行政代執行の費用約11億円 裁判所は県の納付命令を取り消し
土石流の発生から2026年で5年。
かつて盛り土があった場所は、県による行政代執行で崩れ残った土砂が撤去され、排水処理などが施されました。
この費用約11億円をめぐって、県は前の土地所有者の会社に納付命令を出していましたが、静岡地裁は残存した土砂が前の所有者の盛り土か分からないことを踏まえ、県の納付命令を取り消し、費用を県負担とする判決を言い渡しました。
<盛土の前の所有者の男性>※2022年9月
「当社の泥という証明をしてください。その証明は一切ない。もちろん土に名前が書いてあるわけではない」
前の所有者の言い分が認められた形ですが、県のトップは。
<鈴木康友静岡県知事>
「県の主張が裁判によって認められなかったということは大変残念。今、裁判の判決書の内容を精査して、次の対応を、これから検討しているところ」
また、遺族の刑事告訴を受けて前の所有者を捜査している警察は「民事裁判と刑事事件は別々という認識でやるべきことをやる」としています。
損害賠償訴訟や捜査への影響は
気になるのは、行政代執行の費用をめぐる裁判の判決がいま行われてる損害賠償訴訟と刑事事件にどう影響するかです。
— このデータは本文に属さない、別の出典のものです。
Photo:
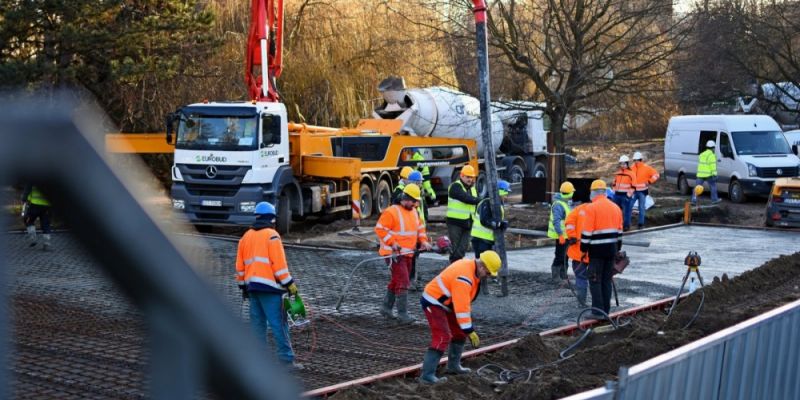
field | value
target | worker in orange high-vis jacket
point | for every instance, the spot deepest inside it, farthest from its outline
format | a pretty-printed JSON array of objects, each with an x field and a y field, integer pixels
[
  {"x": 263, "y": 276},
  {"x": 601, "y": 237},
  {"x": 645, "y": 176},
  {"x": 447, "y": 303},
  {"x": 400, "y": 231}
]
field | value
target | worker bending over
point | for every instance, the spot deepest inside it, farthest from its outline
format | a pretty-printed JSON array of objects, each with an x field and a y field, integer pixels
[
  {"x": 462, "y": 197},
  {"x": 601, "y": 238},
  {"x": 559, "y": 211},
  {"x": 400, "y": 230},
  {"x": 263, "y": 276},
  {"x": 447, "y": 303}
]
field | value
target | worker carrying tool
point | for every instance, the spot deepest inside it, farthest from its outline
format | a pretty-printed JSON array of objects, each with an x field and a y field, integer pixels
[
  {"x": 36, "y": 206},
  {"x": 601, "y": 238},
  {"x": 559, "y": 210},
  {"x": 400, "y": 230},
  {"x": 623, "y": 190},
  {"x": 645, "y": 176},
  {"x": 263, "y": 277},
  {"x": 462, "y": 197},
  {"x": 447, "y": 305},
  {"x": 484, "y": 222}
]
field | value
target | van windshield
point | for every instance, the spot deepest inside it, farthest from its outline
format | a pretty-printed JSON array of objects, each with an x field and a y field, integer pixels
[{"x": 763, "y": 142}]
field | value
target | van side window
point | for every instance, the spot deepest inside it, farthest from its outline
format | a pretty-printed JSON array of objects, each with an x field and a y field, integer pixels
[
  {"x": 725, "y": 145},
  {"x": 705, "y": 136}
]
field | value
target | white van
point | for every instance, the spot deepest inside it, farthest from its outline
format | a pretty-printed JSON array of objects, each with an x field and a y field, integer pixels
[{"x": 751, "y": 153}]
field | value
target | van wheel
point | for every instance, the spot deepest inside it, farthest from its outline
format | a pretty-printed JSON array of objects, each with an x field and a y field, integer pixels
[{"x": 736, "y": 192}]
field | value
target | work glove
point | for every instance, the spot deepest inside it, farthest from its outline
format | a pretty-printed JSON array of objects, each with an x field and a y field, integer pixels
[
  {"x": 474, "y": 340},
  {"x": 292, "y": 289}
]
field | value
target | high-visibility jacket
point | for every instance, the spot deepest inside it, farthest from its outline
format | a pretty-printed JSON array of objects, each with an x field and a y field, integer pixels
[
  {"x": 552, "y": 232},
  {"x": 37, "y": 198},
  {"x": 707, "y": 164},
  {"x": 624, "y": 181},
  {"x": 402, "y": 227},
  {"x": 601, "y": 229},
  {"x": 644, "y": 176},
  {"x": 261, "y": 262},
  {"x": 478, "y": 229},
  {"x": 454, "y": 289},
  {"x": 458, "y": 209},
  {"x": 574, "y": 224}
]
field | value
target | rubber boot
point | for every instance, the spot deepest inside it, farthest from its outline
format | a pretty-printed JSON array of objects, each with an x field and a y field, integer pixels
[
  {"x": 429, "y": 364},
  {"x": 31, "y": 235},
  {"x": 402, "y": 309},
  {"x": 388, "y": 303},
  {"x": 454, "y": 359}
]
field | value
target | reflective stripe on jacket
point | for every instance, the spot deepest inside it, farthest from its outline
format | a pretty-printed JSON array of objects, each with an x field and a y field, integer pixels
[
  {"x": 644, "y": 176},
  {"x": 400, "y": 226},
  {"x": 261, "y": 261},
  {"x": 454, "y": 289}
]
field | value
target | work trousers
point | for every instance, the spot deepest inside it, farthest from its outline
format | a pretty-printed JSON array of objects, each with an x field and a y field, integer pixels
[
  {"x": 599, "y": 274},
  {"x": 459, "y": 240},
  {"x": 267, "y": 308},
  {"x": 401, "y": 271},
  {"x": 444, "y": 327}
]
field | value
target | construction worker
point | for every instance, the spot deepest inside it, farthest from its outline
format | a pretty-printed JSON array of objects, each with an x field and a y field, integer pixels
[
  {"x": 400, "y": 231},
  {"x": 707, "y": 172},
  {"x": 263, "y": 276},
  {"x": 559, "y": 211},
  {"x": 447, "y": 305},
  {"x": 484, "y": 222},
  {"x": 462, "y": 197},
  {"x": 645, "y": 176},
  {"x": 601, "y": 238},
  {"x": 36, "y": 207},
  {"x": 397, "y": 194},
  {"x": 623, "y": 190}
]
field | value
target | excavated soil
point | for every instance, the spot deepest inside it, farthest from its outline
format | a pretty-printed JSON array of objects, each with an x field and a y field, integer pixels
[{"x": 727, "y": 302}]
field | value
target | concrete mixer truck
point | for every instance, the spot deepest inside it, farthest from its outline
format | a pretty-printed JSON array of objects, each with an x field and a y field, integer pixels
[{"x": 519, "y": 129}]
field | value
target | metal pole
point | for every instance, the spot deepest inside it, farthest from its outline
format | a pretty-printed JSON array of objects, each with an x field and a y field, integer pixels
[{"x": 486, "y": 134}]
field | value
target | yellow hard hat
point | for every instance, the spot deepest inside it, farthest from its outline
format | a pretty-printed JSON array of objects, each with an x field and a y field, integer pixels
[
  {"x": 412, "y": 191},
  {"x": 598, "y": 184},
  {"x": 491, "y": 260},
  {"x": 468, "y": 171}
]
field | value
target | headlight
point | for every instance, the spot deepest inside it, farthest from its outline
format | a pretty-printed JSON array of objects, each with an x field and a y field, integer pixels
[
  {"x": 752, "y": 170},
  {"x": 247, "y": 206}
]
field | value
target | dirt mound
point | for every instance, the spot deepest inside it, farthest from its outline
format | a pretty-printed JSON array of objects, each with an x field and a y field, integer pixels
[{"x": 540, "y": 374}]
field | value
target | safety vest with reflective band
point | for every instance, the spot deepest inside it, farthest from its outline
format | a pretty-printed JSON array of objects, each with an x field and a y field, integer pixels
[
  {"x": 457, "y": 209},
  {"x": 707, "y": 164},
  {"x": 573, "y": 225},
  {"x": 454, "y": 289},
  {"x": 551, "y": 229},
  {"x": 644, "y": 176},
  {"x": 478, "y": 230},
  {"x": 261, "y": 261},
  {"x": 624, "y": 181},
  {"x": 601, "y": 228},
  {"x": 400, "y": 226},
  {"x": 36, "y": 197}
]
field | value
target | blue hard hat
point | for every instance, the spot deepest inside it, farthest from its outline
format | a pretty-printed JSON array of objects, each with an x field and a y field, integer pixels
[
  {"x": 415, "y": 176},
  {"x": 264, "y": 208}
]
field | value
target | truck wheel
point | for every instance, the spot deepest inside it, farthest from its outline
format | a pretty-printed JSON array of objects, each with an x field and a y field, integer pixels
[
  {"x": 284, "y": 218},
  {"x": 366, "y": 201},
  {"x": 383, "y": 197},
  {"x": 736, "y": 192}
]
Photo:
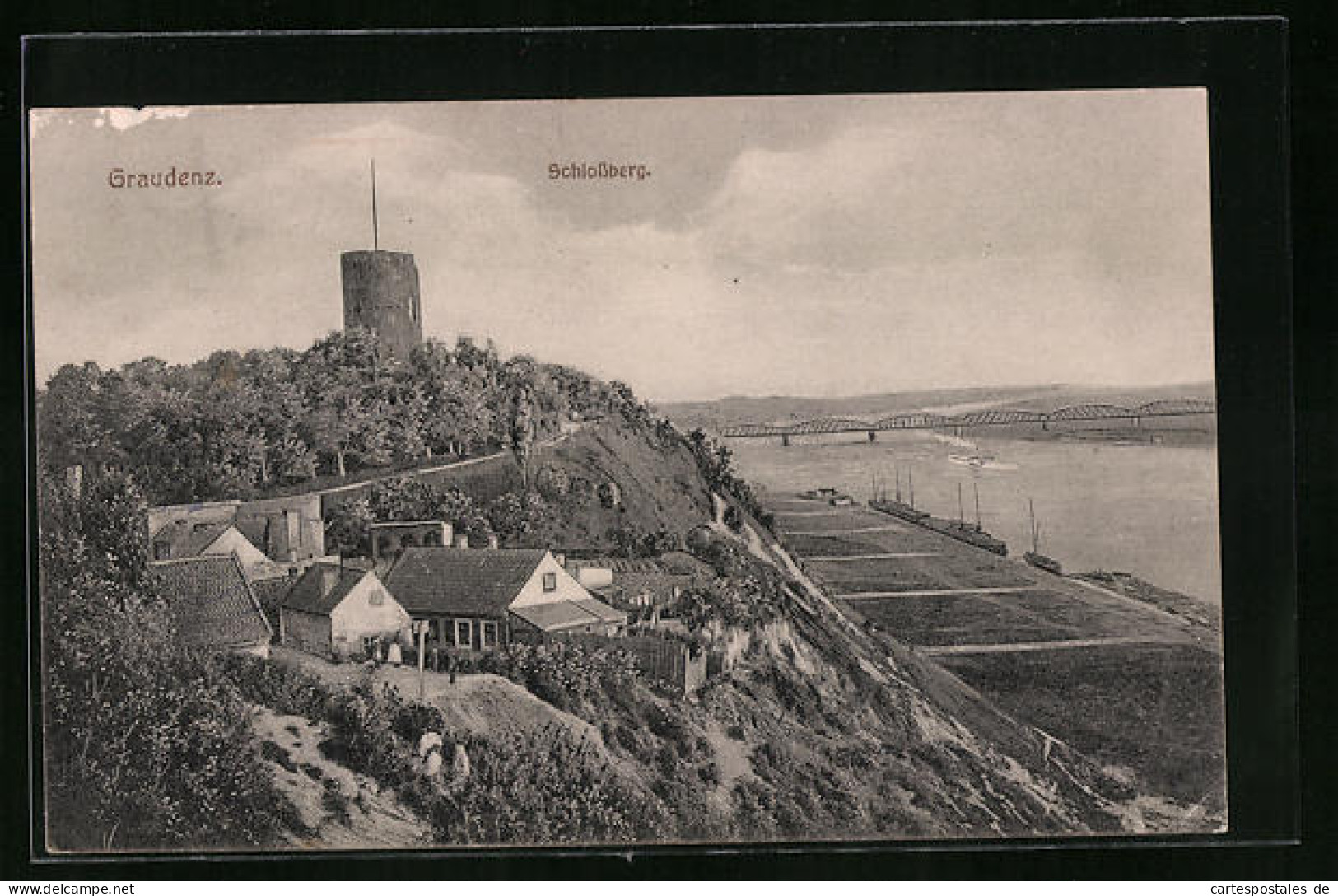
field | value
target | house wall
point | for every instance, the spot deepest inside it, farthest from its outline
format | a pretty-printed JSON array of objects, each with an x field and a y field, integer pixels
[
  {"x": 203, "y": 512},
  {"x": 567, "y": 589},
  {"x": 295, "y": 527},
  {"x": 445, "y": 628},
  {"x": 357, "y": 617},
  {"x": 306, "y": 632}
]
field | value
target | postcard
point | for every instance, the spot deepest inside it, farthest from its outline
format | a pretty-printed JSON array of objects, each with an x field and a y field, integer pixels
[{"x": 627, "y": 471}]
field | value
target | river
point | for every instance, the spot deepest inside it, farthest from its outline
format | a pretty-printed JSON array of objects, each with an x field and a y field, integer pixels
[{"x": 1143, "y": 508}]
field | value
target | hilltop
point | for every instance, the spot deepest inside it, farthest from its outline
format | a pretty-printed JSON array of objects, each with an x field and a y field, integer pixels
[{"x": 818, "y": 730}]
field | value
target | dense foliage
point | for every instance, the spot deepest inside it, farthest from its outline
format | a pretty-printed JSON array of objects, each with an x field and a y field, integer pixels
[
  {"x": 241, "y": 424},
  {"x": 511, "y": 516},
  {"x": 541, "y": 786},
  {"x": 567, "y": 675},
  {"x": 143, "y": 749}
]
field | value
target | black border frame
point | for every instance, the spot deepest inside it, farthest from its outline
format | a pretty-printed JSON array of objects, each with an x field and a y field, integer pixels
[{"x": 1243, "y": 62}]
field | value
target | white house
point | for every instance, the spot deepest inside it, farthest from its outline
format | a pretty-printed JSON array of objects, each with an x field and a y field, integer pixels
[
  {"x": 184, "y": 538},
  {"x": 340, "y": 611},
  {"x": 483, "y": 598}
]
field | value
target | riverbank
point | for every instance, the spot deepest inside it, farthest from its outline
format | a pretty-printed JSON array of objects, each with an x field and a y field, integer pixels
[{"x": 1120, "y": 670}]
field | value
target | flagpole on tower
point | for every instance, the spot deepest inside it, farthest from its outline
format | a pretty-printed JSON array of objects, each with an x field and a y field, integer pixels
[{"x": 375, "y": 242}]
盛り土規制に詳しい静岡産業大学の小泉祐一郎教授は「崩れ残った土砂と実際に崩れた土砂の問題は別の話。直接的な影響はないが、時間が経つ中で事実関係の立証の難しさはある」としています。
損害賠償訴訟の原告側の池田直樹弁護士は、「(行政代執行をめぐる判決の)影響はないとは言えない。慎重になるとは思う。証拠の構造が違うので、こちらはこちらとして別で認定してくれることを期待している」とコメントしています。